Sequence and Features

Usage and Biology

As a brief contextualization, bovine mastitis is the result of the infection of the bovine mammary glands caused by pathogenic microorganisms, mainly gram-positive and negative bacteria. This disease reduces milk quality production to a great extent and produces painful damage to the bovine. The main treatment for mastitis is the use of diverse antibiotics, therefore the overuse and misuse of them have caused a real problem in the development of multidrug-resistant pathogens [2]. Our team has conducted an extensive investigation to find an alternative treatment for bovine mastitis without risking the environment.
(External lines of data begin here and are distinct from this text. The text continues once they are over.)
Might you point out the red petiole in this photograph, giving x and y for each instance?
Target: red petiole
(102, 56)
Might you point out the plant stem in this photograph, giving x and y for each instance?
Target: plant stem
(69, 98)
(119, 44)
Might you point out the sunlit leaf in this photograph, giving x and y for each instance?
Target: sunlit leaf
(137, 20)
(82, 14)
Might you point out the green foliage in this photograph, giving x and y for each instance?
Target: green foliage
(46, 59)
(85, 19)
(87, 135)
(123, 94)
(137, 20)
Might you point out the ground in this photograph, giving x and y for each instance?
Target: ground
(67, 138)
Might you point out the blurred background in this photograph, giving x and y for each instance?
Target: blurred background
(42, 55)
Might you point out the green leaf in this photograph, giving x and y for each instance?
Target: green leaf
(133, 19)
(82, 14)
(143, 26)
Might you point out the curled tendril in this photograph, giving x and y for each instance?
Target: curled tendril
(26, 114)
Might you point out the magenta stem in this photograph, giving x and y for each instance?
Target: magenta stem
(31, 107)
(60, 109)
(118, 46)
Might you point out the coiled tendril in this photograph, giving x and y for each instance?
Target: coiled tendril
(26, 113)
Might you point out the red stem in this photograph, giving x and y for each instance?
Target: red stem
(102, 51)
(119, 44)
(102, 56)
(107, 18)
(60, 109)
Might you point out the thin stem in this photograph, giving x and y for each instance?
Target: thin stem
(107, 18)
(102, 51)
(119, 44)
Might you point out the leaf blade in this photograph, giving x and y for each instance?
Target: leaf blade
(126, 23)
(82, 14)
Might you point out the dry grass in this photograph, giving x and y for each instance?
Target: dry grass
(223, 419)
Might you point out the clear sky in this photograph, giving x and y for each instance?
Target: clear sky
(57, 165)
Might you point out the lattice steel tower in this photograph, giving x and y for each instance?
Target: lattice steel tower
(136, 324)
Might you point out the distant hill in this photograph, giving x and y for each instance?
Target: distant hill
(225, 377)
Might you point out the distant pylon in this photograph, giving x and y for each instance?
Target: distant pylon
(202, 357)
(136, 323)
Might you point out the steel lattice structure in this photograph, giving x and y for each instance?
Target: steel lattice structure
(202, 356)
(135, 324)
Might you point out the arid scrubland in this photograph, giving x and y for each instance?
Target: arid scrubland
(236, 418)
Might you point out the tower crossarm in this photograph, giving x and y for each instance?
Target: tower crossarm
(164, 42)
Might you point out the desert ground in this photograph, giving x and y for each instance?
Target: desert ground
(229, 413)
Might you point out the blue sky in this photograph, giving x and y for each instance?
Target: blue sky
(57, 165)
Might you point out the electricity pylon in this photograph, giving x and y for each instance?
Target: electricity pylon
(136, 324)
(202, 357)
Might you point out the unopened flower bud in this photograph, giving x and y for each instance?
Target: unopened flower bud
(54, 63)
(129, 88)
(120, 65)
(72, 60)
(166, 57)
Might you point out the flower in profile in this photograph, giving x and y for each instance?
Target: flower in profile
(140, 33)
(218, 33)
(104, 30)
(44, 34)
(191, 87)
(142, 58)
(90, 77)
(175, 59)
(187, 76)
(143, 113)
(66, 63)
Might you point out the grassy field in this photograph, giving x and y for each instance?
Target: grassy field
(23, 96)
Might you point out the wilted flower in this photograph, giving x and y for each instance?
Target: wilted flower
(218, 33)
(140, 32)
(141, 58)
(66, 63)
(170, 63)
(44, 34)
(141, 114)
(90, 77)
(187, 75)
The principle behind our proposal is the use of fused proteins based on efficient bacteriophage endolysins. The function of a bacteriophage is to infect bacteria in order to kill them. Once the bacteria are infected and the virions are mature, they release holins, which are enzymes that create pores in the inner cell membrane. Endolysins now have access to the cell wall, so they can degrade it. Endolysins have lytic activity for the purpose of setting free the phage progeny to continue infecting other cells [3]. Endolysins are composed of two main domains: the N-terminal, which represents the catalytic domain, and the C-terminal, which is a cell wall binding domain, which interacts by binding itself to the bacterium's cell wall, activating the catalytic region, and causing cell wall lysis. However, the average endolysin lifetime is 20 minutes [4] [3].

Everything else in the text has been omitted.